Taste by Stanley Tucci is the June Left Coast Culinary Book Club selection. Yes, I said June. I ordered it in May. By the time the book was delivered, we were getting ready to leave for Spain. I looked at the page count and I knew that it wasn’t going to be long enough for the trip. I left it home for weight purposes and then all of a sudden I had two books to keep up with all summer and fall.

Since we missed the book club gathering in June, I just waited until I got ahead on Atlas Shrugged and didn’t have a second book to go back to. Now was the time.

I am certainly not a big Hollywood person. Most of Stanley’s movies I have never watched. The most famous include Prizzi’s Honor, The Devil Wear’s Prada, Lovely Bones and Julie & Julia. This book is a memoir of sorts that traces his life through food memories.

There are probably 25-30 recipes in the book, nearly all of them are of Italian origin. Typically, they come near the end of each chapter. However, there are sometimes two recipes in a chapter. And some, don’t have any. I would describe it this way, there is some sort of anecdotal story about a period of his life ended by the recipe involved in the anecdote.

How to be kind here? Let’s just say that unless you are a Stanley Tucci fan, this book is pretty much a train wreck. It very roughly follows his life from childhood to current day. Knowing nothing about him, the book cuts right into some situation where he talks about food and then usually punctuated by a recipe. It jumps back and forth in time with unfamiliar characters after about the first third of the book.

I suppose part of my irritation of the book is that I certainly didn’t appreciate the politics whitewashed throughout the book. I would characterized him as New York City liberal turned ex-patriate feigns interest in traditional dishes. He does talk both about Thanksgiving and the Fourth of July with what feels like contempt. I get it to a degree, you like what you like but why bring it up at all?

I started out enjoying the first third of the book. These were largely about the nostalgia of childhood and certainly more innocent and varied. The recipes were interpretations of memories. After that, the book turned into a wandering, food triggered grab bag.

He seems to have a propensity to talk about restaurants that no longer exist.
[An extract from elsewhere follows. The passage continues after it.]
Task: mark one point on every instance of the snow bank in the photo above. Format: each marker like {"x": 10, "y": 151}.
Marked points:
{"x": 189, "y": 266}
It is written as if it is still available until you read the entire story and then there is a footnote that this is now closed. I think it could have been written in a more agnostic fashion such as “the best XXXX I ever had was at YYYY” and not “Go to YYYY on ZZZZ for XXXX *It is now closed”. I guess for me, New York City or Sicily is just as foreign as the moon so I don’t feel the need to follow all of his restaurant suggestions. Nor would I expect something from the 1980s to even be available 30-40 years later.

It is not that often that I am this critical about something. I personally give this a ‘not recommended’ because the book was expensive at $25, boorish and just too neurotic for me. But, to each his own.

End Your Programming Routine: Stanley bills himself a foodie. I can respect and appreciate that. It is clear that he strongly leans towards Italian food which is way more diverse that the Olive Garden menu. I am not a big pasta person at all, so I can appreciate recipes that go deeper into the cuisine than what everybody knows. We are brother’s in that respect.